As a young man, I used to go camping around Scotland with my friend, Bill. We used to travel around the perimeter of Scotland in a clockwise direction, beginning in Glasgow, and then northwards to the top left hand corner of Scotland at Cape Wrath. After that we headed eastwards for John O’Groats and then returned home southwards along the east coast to Edinburgh and England.
I used to take slides with my trusty Voigtländer camera and was then able to bore people silly on wet Tuesday evenings. I recently found all my slides, packed away in a very large box in the attic, but unfortunately, there were a good few which I could not identify. When I got round to doing it, one or two of the slides also suffered during the conversion process into digital images, usually acquiring either an overall blue or purple cast, or, on other occasions, with the image being much darker than it had originally been. Even so. many of these fifty year old slides had a certain value of their own.
These particular ones show the north east of Scotland. This is an area which tends to lack particularly high mountains. Instead, the entire, rather flattish landscape rests on seacliffs of sandstone, but a sandstone which is so compressed that in days of yore it was used for paving slabs. This slide shows what occasionally happens when a bit of the cliff breaks off and forms a column of rock called a “stack”……

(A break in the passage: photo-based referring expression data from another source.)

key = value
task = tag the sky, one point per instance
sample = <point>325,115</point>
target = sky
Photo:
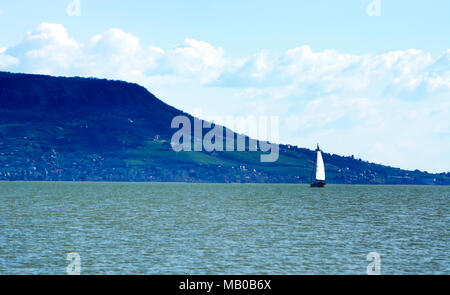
<point>363,78</point>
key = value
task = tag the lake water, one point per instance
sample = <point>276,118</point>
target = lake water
<point>167,228</point>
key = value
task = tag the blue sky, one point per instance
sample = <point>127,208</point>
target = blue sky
<point>377,87</point>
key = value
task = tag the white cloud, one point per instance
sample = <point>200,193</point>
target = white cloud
<point>391,108</point>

This shows you the sharply layered sandstone at the top of the cliff. The paving slabs come almost ready packed! At some places near Scrabster, the slabs are just two wide and there is a 300-400 foot drop either side. An excellent place to test your courage, or alternatively, to cure your constipation……..

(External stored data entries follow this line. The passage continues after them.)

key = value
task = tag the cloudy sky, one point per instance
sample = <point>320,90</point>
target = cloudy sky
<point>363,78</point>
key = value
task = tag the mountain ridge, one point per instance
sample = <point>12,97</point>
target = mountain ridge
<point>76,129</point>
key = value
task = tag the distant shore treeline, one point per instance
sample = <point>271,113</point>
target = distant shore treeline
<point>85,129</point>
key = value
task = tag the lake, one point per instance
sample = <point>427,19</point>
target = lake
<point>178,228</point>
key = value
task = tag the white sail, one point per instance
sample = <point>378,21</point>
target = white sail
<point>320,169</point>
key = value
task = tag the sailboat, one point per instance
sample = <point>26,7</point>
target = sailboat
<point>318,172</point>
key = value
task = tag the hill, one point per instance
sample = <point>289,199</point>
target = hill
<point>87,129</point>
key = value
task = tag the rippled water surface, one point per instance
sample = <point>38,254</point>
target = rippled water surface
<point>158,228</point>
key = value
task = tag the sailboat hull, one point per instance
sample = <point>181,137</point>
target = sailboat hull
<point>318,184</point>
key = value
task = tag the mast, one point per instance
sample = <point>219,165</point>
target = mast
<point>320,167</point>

Just south of John O’Groats are Duncansby Stacks which are extremely spectacular. This picture, though, shows the dangers of slides, which frequently tend to produce a second rate image of an outstanding natural scene, much more often than modern cameras do…..
Overall, mountains in this region are few and far between. They stand on the familiar landscape of thousands and thousands of tiny pools called “lochans”, where the famous Scottish “midges” breed in their billions. And they bite. Again and again and again……
On one occasion, I counted more than fifty bites on each hand, although this was on the west coast, near RSPB Handa. Anyway, here is a typical scene in the very far north…..
These mountains, with the exception perhaps of the two named after the famous racehorses, Foinaven and Arkle, are not particularly famous, and it is the overall look of the countryside which is striking rather than how spectacular the mountains are.
Here’s the reason that Foinaven became famous, in the 1967 Grand National, held at Aintree in Liverpool…….
Here’s another sea stack, around 300-400 feet high, which looks as if it is still joined to the main cliff………
This stretch of cliff is not particularly striking unless you recognise, perhaps, how similar it is to “Hell’s Mouth” in Cornwall……
This steep sided passageway into the cliff is near Duncansby Head stacks. I’m pretty sure that it is called a “geo” . This one is just over 400 feet deep with a width considerably less than that……
This is taken in the same immediate area and helps provide nesting places for thousands and thousands of nesting seabirds when the season is right…………….
And here is a much better shot of the Duncansby Stacks……..
We went down to the bottom of the cliffs and then went a walk along the rocky shore. When we noticed that the tide was coming in, it was only then that I remembered that the tides here, between mainland Scotland and the Orkney Islands, are among the fastest in the world, along with Newfoundland in Canada. I won’t ever forget that rather frightened scramble we carried out, from rock to rock, and finally to the path back up the cliff to safety.